David A. Rowbotham scite author profile

Lung cancer is a leading cause of cancer-related deaths worldwide. Lung cancer risk factors, including smoking and exposure to environmental carcinogens, have been linked to chronic inflammation. An integral feature of inflammation is the activation, expansion and infiltration of diverse immune cell types, including CD4+ T cells. Within this T cell subset are immunosuppressive regulatory T (Treg) cells and pro-inflammatory T helper 17 (Th17) cells that act in a fine balance to regulate appropriate adaptive immune responses.In the context of lung cancer, evidence suggests that Tregs promote metastasis and metastatic tumor foci development. Additionally, Th17 cells have been shown to be an integral component of the inflammatory milieu in the tumor microenvironment, and potentially involved in promoting distinct lung tumor phenotypes.
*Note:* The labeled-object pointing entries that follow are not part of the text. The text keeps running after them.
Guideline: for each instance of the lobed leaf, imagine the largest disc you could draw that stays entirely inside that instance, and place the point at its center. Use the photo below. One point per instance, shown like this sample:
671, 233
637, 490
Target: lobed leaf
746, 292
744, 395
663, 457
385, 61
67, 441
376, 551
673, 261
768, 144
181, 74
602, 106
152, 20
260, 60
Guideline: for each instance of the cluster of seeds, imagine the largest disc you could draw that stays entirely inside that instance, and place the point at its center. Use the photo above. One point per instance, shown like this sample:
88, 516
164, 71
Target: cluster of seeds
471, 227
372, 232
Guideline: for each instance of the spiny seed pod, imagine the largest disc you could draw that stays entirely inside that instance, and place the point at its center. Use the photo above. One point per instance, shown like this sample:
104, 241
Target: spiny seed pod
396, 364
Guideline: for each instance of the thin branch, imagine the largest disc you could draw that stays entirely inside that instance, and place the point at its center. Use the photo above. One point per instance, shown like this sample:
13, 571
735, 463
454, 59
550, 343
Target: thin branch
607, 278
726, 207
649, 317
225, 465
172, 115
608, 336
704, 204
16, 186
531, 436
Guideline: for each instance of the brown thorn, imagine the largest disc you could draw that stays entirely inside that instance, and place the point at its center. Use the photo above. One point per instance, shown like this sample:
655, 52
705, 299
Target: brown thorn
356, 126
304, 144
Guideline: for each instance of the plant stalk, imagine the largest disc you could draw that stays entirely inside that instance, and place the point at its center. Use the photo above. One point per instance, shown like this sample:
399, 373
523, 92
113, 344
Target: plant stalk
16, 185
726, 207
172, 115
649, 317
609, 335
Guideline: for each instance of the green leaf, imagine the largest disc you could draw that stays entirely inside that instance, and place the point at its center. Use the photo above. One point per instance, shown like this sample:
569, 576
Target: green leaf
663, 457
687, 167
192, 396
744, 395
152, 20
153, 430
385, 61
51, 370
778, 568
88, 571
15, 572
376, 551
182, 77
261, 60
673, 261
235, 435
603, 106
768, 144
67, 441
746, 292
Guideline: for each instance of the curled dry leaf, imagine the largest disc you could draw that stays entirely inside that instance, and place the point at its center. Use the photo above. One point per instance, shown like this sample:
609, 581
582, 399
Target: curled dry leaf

Studies have shown that the composition of Tregs and Th17 cells are altered in the tumor microenvironment, and that these two CD4+ T cell subsets play active roles in promoting lung cancer progression and metastasis.We review current knowledge on the influence of Treg and Th17 cells on lung cancer tumorigenesis, progression, metastasis and prognosis. Furthermore, we discuss the potential biological and clinical implications of the balance among Treg/Th17 cells in the context of the lung tumor microenvironment and highlight the potential prognostic function and relationship to metastasis in lung cancer.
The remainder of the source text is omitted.